Peer-to-Peer File Sharing and Copyright Violations
The illegal distribution of copyrighted music, movies, television shows, text files, and software is a pervasive problem on the internet. Particularly troublesome are peer-to-peer file sharing systems based on the "torrent" technology - these are most often implicated in copyright violations. The problem of copyright infringment by university students has been so wide-spread that there specific provisions in federal legislation to deal with this issue.
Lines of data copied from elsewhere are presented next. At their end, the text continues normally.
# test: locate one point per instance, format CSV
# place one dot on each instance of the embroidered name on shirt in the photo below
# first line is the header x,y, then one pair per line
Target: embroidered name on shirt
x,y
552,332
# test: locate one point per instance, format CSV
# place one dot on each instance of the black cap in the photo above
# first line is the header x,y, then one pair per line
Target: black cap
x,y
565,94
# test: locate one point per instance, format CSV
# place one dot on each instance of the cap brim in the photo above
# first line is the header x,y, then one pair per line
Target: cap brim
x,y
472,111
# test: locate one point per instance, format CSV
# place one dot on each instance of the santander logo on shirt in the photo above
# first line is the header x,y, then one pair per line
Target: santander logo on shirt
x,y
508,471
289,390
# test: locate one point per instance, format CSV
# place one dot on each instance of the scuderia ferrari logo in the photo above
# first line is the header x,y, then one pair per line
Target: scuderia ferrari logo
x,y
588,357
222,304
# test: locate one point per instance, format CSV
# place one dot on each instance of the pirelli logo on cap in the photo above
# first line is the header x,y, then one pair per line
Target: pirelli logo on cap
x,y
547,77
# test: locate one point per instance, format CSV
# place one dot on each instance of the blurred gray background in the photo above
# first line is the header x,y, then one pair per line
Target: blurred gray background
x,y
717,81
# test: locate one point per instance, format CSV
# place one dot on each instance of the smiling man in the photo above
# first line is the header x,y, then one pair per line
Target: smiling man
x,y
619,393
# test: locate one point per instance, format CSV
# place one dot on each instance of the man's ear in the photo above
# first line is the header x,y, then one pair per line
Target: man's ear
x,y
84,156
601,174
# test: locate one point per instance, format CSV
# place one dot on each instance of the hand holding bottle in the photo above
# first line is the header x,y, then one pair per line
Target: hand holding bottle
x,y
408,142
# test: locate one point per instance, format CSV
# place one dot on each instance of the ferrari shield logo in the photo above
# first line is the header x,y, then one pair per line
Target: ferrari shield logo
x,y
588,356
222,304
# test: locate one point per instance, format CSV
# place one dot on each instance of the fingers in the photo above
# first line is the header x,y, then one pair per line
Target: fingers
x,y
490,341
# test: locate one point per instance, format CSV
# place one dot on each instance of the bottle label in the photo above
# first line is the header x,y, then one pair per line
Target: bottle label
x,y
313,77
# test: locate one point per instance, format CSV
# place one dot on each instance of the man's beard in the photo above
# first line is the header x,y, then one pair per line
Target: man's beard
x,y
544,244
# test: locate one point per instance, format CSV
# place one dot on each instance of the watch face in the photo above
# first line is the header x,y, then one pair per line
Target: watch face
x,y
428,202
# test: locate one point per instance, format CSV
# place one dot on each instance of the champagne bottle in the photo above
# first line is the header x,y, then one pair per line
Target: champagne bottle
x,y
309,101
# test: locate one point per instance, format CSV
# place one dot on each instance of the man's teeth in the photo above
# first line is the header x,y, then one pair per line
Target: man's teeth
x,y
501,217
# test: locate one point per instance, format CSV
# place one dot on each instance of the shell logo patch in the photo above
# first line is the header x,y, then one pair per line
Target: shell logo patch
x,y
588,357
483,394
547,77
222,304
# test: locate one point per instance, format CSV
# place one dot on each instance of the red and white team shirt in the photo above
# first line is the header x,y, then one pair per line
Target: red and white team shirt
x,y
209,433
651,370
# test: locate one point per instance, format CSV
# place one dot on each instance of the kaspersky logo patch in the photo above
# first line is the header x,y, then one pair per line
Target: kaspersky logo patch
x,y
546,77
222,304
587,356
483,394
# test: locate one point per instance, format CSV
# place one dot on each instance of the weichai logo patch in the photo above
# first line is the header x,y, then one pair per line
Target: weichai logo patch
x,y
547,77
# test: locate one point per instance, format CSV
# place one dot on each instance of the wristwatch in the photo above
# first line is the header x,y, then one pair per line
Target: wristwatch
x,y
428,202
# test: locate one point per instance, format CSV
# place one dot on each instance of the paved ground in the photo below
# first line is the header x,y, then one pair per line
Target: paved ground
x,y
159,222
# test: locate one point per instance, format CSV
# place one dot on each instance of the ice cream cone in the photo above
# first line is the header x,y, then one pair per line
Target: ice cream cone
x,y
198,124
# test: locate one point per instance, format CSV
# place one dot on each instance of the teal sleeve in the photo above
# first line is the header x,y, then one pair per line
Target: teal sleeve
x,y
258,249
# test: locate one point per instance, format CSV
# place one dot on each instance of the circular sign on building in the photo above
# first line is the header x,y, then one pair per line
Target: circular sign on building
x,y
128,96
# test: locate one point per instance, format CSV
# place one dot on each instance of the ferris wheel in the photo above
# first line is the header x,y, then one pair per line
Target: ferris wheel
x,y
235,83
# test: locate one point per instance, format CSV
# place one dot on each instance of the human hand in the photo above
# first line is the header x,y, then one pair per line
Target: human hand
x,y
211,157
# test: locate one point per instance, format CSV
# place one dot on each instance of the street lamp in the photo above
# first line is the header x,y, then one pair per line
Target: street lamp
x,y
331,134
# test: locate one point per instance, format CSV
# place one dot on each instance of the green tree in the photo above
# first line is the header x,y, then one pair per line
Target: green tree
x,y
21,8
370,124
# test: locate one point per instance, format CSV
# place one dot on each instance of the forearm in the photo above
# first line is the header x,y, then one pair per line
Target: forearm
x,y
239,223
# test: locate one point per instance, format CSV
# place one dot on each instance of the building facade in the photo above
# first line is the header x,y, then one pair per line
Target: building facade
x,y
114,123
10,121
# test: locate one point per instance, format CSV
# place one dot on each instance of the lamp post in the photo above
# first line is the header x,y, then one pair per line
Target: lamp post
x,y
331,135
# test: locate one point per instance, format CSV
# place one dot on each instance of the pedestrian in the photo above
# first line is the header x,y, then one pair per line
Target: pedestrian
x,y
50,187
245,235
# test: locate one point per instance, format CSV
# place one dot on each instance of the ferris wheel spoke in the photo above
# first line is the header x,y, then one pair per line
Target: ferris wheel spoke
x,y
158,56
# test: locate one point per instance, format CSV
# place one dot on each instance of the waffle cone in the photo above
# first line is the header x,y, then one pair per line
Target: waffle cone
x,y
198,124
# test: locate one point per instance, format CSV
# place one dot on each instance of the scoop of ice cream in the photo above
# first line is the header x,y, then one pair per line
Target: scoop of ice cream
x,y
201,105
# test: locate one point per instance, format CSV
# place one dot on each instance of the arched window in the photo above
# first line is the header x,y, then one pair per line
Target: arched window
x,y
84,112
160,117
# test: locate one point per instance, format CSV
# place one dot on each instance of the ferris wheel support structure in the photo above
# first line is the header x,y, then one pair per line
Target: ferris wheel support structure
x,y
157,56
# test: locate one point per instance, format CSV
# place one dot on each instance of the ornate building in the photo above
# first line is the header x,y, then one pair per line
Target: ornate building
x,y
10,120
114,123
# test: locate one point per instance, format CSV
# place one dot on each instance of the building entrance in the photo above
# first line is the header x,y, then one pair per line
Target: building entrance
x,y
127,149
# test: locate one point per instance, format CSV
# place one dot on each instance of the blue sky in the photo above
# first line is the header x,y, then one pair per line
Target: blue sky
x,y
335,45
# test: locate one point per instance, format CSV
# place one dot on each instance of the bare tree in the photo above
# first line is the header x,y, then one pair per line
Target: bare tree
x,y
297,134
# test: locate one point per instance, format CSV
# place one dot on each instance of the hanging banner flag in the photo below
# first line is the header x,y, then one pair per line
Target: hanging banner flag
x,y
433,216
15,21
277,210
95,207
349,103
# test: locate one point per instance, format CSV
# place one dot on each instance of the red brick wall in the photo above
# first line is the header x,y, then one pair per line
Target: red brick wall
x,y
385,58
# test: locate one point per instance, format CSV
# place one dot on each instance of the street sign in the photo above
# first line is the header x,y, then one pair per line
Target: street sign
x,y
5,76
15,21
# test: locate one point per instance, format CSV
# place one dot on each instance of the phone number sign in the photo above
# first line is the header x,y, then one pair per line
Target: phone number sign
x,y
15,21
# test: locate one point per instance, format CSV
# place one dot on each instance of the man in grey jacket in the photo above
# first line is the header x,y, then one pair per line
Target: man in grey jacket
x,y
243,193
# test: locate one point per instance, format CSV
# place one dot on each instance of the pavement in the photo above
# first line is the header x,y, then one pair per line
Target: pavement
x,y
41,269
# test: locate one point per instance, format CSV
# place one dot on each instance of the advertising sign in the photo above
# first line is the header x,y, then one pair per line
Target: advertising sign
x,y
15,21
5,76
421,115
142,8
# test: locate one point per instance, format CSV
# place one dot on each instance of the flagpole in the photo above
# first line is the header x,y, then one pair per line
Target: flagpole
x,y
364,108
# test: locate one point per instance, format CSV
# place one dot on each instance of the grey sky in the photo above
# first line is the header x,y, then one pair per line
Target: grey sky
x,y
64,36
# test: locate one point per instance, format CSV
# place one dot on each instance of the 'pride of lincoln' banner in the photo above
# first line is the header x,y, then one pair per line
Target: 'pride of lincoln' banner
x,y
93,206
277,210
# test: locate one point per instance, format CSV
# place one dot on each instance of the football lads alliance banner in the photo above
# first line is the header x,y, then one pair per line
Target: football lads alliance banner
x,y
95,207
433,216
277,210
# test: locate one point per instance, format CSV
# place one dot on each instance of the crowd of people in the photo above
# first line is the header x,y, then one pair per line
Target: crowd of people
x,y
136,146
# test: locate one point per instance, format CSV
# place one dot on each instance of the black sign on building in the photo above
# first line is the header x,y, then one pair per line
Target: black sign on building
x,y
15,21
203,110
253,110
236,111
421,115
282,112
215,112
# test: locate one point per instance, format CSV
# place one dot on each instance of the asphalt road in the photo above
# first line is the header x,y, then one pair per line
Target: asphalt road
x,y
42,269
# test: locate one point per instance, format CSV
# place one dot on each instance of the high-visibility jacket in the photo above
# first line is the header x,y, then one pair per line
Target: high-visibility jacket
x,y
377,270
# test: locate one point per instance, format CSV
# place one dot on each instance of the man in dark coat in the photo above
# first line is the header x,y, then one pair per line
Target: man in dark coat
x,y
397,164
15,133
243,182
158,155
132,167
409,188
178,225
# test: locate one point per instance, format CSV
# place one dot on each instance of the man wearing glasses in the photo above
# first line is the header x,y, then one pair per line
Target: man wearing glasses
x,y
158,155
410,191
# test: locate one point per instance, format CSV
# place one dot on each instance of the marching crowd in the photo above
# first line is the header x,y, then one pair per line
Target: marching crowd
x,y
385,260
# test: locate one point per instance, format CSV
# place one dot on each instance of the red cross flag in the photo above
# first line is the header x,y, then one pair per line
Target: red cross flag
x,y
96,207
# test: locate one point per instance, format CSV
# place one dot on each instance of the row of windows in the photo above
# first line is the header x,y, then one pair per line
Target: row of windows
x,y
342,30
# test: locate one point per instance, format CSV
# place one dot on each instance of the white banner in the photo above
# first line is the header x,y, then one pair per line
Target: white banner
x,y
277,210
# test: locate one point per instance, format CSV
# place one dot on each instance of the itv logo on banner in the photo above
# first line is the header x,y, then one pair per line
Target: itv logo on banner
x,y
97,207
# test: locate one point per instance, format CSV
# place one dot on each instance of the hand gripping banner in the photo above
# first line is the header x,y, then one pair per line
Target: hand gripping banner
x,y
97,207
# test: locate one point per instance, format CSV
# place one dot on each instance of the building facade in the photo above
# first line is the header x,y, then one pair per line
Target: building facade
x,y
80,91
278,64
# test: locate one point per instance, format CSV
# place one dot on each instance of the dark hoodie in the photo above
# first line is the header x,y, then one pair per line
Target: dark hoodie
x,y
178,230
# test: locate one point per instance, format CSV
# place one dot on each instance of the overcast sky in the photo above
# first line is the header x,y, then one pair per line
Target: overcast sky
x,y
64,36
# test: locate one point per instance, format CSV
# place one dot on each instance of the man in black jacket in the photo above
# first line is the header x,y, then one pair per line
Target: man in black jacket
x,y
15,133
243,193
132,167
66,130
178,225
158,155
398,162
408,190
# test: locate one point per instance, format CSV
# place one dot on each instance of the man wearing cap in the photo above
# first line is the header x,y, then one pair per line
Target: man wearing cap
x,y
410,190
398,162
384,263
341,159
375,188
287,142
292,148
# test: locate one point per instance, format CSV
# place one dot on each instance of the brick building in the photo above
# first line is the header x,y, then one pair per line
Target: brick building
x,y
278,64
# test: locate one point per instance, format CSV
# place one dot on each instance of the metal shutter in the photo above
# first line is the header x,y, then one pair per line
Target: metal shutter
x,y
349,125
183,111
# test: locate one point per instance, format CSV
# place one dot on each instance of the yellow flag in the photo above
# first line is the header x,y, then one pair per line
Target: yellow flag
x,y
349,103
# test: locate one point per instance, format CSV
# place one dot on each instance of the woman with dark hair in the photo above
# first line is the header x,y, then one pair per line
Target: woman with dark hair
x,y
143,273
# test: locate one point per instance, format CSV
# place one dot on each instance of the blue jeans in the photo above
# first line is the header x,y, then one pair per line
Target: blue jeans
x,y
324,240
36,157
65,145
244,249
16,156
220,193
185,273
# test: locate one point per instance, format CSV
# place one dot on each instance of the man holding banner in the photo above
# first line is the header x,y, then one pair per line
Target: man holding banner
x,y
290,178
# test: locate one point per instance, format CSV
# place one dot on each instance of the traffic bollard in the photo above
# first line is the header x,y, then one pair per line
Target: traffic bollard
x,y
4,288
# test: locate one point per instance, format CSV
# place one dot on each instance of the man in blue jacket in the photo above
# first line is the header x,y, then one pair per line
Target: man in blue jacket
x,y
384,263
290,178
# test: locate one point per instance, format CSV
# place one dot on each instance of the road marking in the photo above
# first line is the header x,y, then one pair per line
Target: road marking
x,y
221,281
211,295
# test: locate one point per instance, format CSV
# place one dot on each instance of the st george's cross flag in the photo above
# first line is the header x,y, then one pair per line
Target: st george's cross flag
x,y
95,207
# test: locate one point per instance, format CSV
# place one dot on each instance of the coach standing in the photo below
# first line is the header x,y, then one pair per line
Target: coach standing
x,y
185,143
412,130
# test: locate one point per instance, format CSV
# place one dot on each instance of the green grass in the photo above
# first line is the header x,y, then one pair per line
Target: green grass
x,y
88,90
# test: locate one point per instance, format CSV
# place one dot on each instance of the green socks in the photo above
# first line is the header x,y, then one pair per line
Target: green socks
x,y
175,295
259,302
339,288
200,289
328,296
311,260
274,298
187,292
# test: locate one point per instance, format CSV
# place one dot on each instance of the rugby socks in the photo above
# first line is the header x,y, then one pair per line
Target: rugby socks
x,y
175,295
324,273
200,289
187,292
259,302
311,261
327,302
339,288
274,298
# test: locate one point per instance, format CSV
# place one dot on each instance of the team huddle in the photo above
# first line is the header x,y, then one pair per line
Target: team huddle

The use of file sharing programs for copyright protected material can have major consequences for you. Essentially, the law stipulates that you cannot have anything on your computer that you do not own. More importantly, you cannot share any file for which you do not have distribution rights. Currently, copyright violations can result in civil penalties of up to $150,000 per violation. Theoretically, if you send 10 people a copy of a song you ripped, you might be facing statutory damages of $1,500,000. In addition to civil liability, there is potential criminal liability in copyright cases-- with penalties depending on the number and value of products exchanged. Suits brought by copyright owners against students usually settle for much less, but still have involved settlement amounts of as much as $17,000, plus attorney fees.
Unauthorized distribution of copyrighted material, whether downloading or sharing out, using the Caltech network is a violation of Caltech's Acceptable Use Policy. It is also a violation of US civil and criminal law under the federal Copyright Act. When Caltech receives an official notice of copyright infringement under the terms of the DMCA, we are obligated as a service provider, and as a university under the terms of the Higher Education Opportunities Act, to take action.
1. Your access to the network will be blocked by IMSS Security
2. You will be notified by IMSS Security that you are in violation
3. IMSS will notify the Graduate Studies Office
4. You need to call or email the Graduate Studies Office and set up an appointment.
5. Before meeting with the one of the Graduate Deans, you should
- Remove the copyrighted material from your computer
- Remove any peer-to-peer file sharing software
- Read Caltech's Acceptable Use Policy
- Read Caltech's DMCA Policy
Once you have completed these tasks, you must meet with one of the Deans in person to discuss the violation and your understanding of Caltech's policies. After the Deans are satisfied that you are in compliance with the policies, they will ask IMSS Security to restore your access.